Here's a larger view: http://flksite.com/luxi/multiproc.jpg
As you can see, PSP does use parallel processing in a multicore computer.
The burst of activity, most easily seen in the graph of CPU zero, shows that all eight cores were doing work. I doubt that the CPUs were used efficiently, though, because none of them were saturated and some did barely any work at all.
Also interesting (to me, anyway): The graph for Memory-Mapped I/O is activity on the swap (paging) file. Even though I have 32G of memory, Windows memory allocator is so crappy that it causes a lot of swap activity anyway, no matter what it's doing.
To speed that up, I have the windows paging file on a RAM disk. That's a disk drive simulated in memory. Programs can read and write from it just like it was a physical hard drive. That way, everything happens in memory which is about 100 times gaster than a physical disk. It really speeds up boot—and everything else!
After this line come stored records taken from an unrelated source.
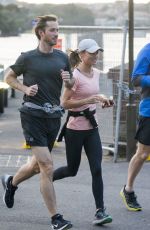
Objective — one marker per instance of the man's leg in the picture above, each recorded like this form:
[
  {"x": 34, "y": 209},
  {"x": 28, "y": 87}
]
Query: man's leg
[
  {"x": 10, "y": 182},
  {"x": 45, "y": 163},
  {"x": 26, "y": 171},
  {"x": 135, "y": 165}
]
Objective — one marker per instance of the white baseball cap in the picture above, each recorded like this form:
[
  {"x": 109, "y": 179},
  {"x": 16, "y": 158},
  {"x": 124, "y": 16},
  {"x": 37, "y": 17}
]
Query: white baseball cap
[{"x": 89, "y": 45}]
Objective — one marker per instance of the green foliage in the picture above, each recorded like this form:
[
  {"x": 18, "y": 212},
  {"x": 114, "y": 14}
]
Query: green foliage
[{"x": 15, "y": 19}]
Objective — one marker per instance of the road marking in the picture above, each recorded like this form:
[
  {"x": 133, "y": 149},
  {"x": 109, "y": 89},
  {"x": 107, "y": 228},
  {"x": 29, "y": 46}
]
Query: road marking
[{"x": 13, "y": 160}]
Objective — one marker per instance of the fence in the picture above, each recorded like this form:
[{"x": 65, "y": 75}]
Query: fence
[{"x": 114, "y": 65}]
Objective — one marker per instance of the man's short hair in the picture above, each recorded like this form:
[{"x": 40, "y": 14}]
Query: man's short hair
[{"x": 40, "y": 23}]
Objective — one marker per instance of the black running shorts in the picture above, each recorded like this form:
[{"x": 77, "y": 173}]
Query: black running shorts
[
  {"x": 143, "y": 131},
  {"x": 40, "y": 131}
]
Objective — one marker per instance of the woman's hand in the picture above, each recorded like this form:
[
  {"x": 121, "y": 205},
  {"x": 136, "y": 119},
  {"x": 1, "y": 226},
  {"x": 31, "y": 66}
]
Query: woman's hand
[
  {"x": 107, "y": 102},
  {"x": 69, "y": 82}
]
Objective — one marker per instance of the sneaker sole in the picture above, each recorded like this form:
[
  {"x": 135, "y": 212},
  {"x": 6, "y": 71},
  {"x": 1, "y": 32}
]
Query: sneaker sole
[
  {"x": 4, "y": 186},
  {"x": 67, "y": 226},
  {"x": 106, "y": 220},
  {"x": 127, "y": 206}
]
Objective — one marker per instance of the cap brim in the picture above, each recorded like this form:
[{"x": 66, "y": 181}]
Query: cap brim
[{"x": 93, "y": 49}]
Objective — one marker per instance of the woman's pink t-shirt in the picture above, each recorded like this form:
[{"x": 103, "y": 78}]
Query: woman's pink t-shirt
[{"x": 84, "y": 87}]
As you can see from the value of "Max Swap KB" on the right side of the screen cap, my PC has done over a gigabyte of swapfile I/O in memory instead of a slow disk.
I also put the Windows and PSP temp file folders on the RAM disk. I cannot describe how fast things are when it all happens in 2.4 GHz memory on a 5 GHz processor. Unzipping even big files happens almost instantaneously, too, since it used temp files heavily.
There are probably several ramdisk programs available that allow you to put the paging file on a RAM disk, but I use WinRamTech's RAMdisk, Full Version. http://winramtech.atwebpages.com/RAMDriv/ramdriv.htm
After installing the ramdisk, go to Ctrl Panel ➜ System ➜ Advanced System Settings (on the left) ➜ Advanced tab ➜ Performance Settings ➜ Advanced ➜ Change. Set all drives to "No paging file" and set your RAM drive paging file to System Managed Size. Note that it will only use as much of the ram drive as it needs.
You can place the temp file folder there too, by editing the registry. Just search for the key "tmp". Near it will be another key where you can set TEMP to the same folder. Make sure you change all occurrences.
Note that I also direct all my downloads to the ram disk so that install/setup programs run very fast and go away when I turn off my PC. This reduces file fragmentation and prevents the buildup of a huge download directory full of install files I'll never need.